10 Environmental Conditions
Temperature and Humidity The development of CIG VFD has enabled an operating temperature range of -40C to +85C. The module operating range is dependent on the other components which may offer cost advantage when specified at -20C to +70C or 0C to +50C. Please consider and specify the minimum operating range. Although VFD modules offer a wide operating humidity compared to other display technologies, please define your application and requirement. 
    
Shock and Vibration VFDs are widely used in transportation and industrial equipment where significant vibration and shock is present. Please specify the level of immunity required for your application since this will impact on the construction of the module.
   
EMC Electro Magnetic Compatibility legislation requires electrical and electronic equipment to meet certain criterion for susceptibility to and emission of interference. We work with our customers to design products which assist them in meeting these requirements through applying good design rules and suitable component solutions.
The equipment enclosure and the screening of it's apertures are critical factors in any design so please discuss the options with us.      

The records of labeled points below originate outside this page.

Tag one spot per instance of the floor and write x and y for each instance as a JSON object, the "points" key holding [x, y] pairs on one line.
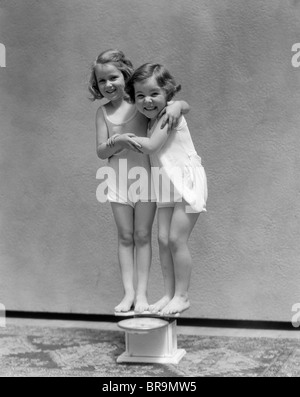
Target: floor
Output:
{"points": [[38, 347]]}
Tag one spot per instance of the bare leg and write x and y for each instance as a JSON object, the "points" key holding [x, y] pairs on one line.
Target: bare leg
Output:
{"points": [[143, 221], [123, 215], [164, 217], [181, 227]]}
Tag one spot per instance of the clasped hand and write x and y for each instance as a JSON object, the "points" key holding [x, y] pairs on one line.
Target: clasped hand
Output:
{"points": [[126, 141]]}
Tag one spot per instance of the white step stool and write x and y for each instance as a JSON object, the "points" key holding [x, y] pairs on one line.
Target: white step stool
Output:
{"points": [[150, 340]]}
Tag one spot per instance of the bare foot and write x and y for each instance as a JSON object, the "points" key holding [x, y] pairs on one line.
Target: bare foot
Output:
{"points": [[159, 305], [177, 305], [126, 304], [141, 304]]}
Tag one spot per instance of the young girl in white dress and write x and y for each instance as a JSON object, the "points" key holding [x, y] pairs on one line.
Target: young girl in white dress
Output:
{"points": [[133, 214], [182, 195]]}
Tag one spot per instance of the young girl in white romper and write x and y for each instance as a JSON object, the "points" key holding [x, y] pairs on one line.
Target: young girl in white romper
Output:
{"points": [[133, 214], [151, 87]]}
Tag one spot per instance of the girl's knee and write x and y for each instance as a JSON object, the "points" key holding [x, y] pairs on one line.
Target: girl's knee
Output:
{"points": [[126, 238], [163, 241], [142, 237], [176, 242]]}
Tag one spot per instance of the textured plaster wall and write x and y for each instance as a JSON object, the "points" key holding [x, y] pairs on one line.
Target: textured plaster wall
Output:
{"points": [[233, 59]]}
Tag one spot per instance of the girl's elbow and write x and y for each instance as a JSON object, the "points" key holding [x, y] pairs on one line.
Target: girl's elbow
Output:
{"points": [[101, 154]]}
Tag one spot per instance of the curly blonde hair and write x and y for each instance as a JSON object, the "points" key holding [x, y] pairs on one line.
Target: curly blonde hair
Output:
{"points": [[116, 58]]}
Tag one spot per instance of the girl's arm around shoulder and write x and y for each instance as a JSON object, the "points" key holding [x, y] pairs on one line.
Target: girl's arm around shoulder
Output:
{"points": [[173, 112], [157, 140], [104, 151]]}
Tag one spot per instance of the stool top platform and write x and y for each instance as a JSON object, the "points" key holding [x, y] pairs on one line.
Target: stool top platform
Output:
{"points": [[132, 313], [142, 324]]}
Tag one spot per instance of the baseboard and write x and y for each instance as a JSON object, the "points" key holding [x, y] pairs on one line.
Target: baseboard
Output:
{"points": [[182, 321]]}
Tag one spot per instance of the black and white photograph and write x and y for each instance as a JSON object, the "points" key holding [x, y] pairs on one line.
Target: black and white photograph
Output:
{"points": [[150, 191]]}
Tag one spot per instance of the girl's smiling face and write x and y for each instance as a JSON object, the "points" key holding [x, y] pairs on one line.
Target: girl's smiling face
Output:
{"points": [[110, 81], [150, 98]]}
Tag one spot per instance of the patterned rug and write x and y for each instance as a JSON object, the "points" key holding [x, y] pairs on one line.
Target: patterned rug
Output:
{"points": [[64, 352]]}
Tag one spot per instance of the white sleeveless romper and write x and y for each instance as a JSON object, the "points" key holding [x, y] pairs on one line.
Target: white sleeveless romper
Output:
{"points": [[132, 169], [182, 176]]}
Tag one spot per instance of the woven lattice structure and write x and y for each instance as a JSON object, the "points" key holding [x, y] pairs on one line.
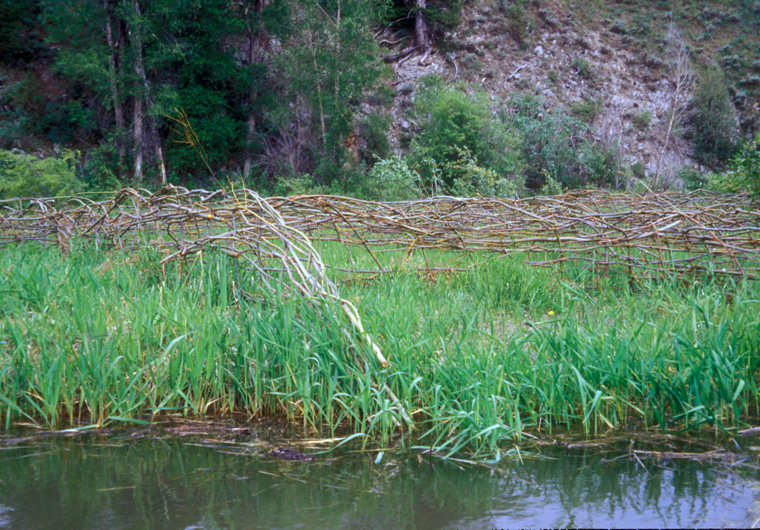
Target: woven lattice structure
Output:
{"points": [[650, 234]]}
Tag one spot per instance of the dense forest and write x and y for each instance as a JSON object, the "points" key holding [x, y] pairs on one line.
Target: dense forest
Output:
{"points": [[292, 96]]}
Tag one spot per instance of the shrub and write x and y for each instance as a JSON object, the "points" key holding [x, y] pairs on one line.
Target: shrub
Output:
{"points": [[744, 175], [693, 179], [475, 180], [453, 122], [24, 175], [714, 125], [586, 110], [391, 179]]}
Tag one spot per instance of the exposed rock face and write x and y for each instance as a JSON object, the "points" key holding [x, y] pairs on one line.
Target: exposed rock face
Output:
{"points": [[565, 65]]}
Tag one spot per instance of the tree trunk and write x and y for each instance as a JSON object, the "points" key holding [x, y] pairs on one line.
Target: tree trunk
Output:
{"points": [[421, 28], [154, 141], [114, 64], [137, 131], [255, 35]]}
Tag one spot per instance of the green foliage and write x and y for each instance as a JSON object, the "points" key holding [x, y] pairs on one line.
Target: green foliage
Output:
{"points": [[330, 65], [554, 145], [714, 124], [391, 179], [374, 130], [472, 179], [552, 187], [452, 123], [693, 179], [586, 110], [28, 176], [744, 175]]}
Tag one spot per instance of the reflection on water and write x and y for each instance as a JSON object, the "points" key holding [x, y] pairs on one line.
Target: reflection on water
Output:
{"points": [[119, 484]]}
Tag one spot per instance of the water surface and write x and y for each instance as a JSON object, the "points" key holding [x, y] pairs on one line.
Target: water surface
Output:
{"points": [[111, 482]]}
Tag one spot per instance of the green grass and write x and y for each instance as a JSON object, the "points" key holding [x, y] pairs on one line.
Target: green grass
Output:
{"points": [[477, 359]]}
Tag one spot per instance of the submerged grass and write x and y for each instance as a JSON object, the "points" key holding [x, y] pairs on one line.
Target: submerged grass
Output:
{"points": [[477, 358]]}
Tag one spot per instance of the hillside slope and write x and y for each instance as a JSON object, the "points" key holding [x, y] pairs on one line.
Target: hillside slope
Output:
{"points": [[609, 63]]}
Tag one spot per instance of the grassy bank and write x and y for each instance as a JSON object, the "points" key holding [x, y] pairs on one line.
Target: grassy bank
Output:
{"points": [[476, 358]]}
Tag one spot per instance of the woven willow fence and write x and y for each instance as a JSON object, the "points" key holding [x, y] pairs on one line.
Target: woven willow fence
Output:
{"points": [[652, 234]]}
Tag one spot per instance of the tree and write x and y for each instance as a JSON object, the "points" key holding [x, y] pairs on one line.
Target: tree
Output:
{"points": [[330, 65], [714, 122], [681, 80]]}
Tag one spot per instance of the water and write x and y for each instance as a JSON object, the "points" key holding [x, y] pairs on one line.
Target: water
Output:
{"points": [[99, 482]]}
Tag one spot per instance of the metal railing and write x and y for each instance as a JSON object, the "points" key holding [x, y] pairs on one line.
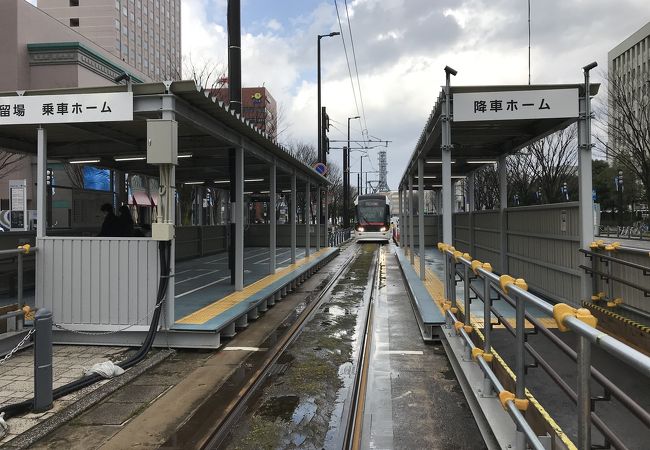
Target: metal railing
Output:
{"points": [[640, 232], [19, 253], [338, 237], [603, 278], [460, 267]]}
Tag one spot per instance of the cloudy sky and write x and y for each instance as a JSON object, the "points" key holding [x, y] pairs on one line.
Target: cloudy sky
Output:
{"points": [[401, 49]]}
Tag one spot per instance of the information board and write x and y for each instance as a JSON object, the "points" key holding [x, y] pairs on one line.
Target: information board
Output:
{"points": [[68, 108], [515, 105]]}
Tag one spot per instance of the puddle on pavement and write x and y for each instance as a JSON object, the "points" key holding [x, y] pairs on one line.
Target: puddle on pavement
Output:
{"points": [[303, 405]]}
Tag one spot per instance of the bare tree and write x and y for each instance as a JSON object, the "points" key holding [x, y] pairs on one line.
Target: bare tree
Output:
{"points": [[9, 161], [554, 162], [627, 121], [207, 74], [521, 177], [486, 183]]}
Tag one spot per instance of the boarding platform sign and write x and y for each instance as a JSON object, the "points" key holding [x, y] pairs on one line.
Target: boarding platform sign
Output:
{"points": [[515, 105], [66, 108]]}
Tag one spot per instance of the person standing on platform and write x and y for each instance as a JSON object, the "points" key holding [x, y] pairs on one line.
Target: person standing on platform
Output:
{"points": [[125, 222], [110, 226]]}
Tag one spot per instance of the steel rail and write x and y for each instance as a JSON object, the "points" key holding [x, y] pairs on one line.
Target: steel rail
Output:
{"points": [[236, 408]]}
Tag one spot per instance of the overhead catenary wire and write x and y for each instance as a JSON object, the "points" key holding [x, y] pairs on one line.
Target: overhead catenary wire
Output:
{"points": [[347, 59], [356, 69]]}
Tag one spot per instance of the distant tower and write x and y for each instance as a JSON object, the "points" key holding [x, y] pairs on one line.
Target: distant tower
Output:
{"points": [[383, 171]]}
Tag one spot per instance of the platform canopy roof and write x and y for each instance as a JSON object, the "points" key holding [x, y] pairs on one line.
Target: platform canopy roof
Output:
{"points": [[479, 142], [207, 130]]}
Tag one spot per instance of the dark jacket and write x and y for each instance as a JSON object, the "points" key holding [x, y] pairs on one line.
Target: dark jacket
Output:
{"points": [[110, 227]]}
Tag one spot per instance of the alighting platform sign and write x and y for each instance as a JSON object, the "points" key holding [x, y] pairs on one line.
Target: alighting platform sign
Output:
{"points": [[515, 105]]}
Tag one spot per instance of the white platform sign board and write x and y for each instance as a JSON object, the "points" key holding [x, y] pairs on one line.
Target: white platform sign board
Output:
{"points": [[515, 105], [68, 108]]}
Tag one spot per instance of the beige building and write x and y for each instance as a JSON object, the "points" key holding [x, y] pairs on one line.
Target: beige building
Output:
{"points": [[144, 33], [629, 66], [39, 52]]}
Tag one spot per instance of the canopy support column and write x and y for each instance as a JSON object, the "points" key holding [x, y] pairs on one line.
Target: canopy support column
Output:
{"points": [[294, 218], [272, 218], [239, 219], [401, 218], [421, 216], [411, 217], [503, 216], [41, 183], [307, 217]]}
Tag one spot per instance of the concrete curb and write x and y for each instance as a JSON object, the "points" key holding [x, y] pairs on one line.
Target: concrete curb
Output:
{"points": [[34, 434]]}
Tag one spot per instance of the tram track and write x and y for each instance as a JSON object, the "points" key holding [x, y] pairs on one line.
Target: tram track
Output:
{"points": [[352, 416]]}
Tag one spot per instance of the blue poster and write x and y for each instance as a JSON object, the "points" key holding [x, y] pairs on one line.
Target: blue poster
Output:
{"points": [[97, 179]]}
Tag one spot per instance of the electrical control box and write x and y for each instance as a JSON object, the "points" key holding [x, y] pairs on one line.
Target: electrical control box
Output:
{"points": [[162, 141], [162, 231]]}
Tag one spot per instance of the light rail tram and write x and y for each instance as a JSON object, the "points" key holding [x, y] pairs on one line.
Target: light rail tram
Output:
{"points": [[372, 218]]}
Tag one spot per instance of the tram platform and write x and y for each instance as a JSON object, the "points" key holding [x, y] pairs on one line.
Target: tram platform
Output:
{"points": [[211, 305], [435, 288]]}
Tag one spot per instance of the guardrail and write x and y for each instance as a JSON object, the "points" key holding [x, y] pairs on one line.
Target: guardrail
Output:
{"points": [[602, 268], [19, 252], [641, 232], [579, 321], [338, 237]]}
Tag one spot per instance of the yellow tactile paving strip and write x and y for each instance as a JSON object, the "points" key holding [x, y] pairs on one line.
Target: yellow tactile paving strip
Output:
{"points": [[220, 306], [437, 291]]}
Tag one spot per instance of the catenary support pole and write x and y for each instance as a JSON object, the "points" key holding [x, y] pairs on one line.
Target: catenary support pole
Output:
{"points": [[586, 201], [272, 216], [318, 212], [401, 217], [446, 147]]}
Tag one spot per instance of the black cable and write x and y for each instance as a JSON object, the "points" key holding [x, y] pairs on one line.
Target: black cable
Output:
{"points": [[164, 253]]}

11 Custom Design Procedure
Submit Request Please download a request form, enter information as appropriate and fax it to the nearest Noritake Itron office with any additional information you can provide.
Evaluation We will confirm receipt and evaluate the request. Our local representative office may  contact you to clarify certain aspects of the design.
Quotation The initial quotation we supply will be subject to approval of specification. We may suggest alternate design options to seek to optimise the application cost.
Specification If the initial quotation is acceptable, we will prepare a specification for signature.
Any alterations to the specification will be subject to re-quotation.
Development Order Please supply a development order to instruct us to proceed with the design. The order should specify the number of prototypes you require for evaluation and approval.
Review of the design on completion of circuit, PCB layout and software stages is undertaken to ensure compliance. Any deviations will be communicated to the you and we request any changes in your design be communicated to us immediately. We will assess their impact and advise. 
Sample Evaluation We will submit the prototypes for evaluation and approval.
Approval A confirmation of approval is required in writing from an authorised person in your organisation prior to commencement of component ordering or manufacturing.
Manufacturing Order If the timescale for manufacture requires material to be purchased in advance of approval, our quotation will specify the terms and conditions that apply. Please communicate your order forecast on a rolling basis.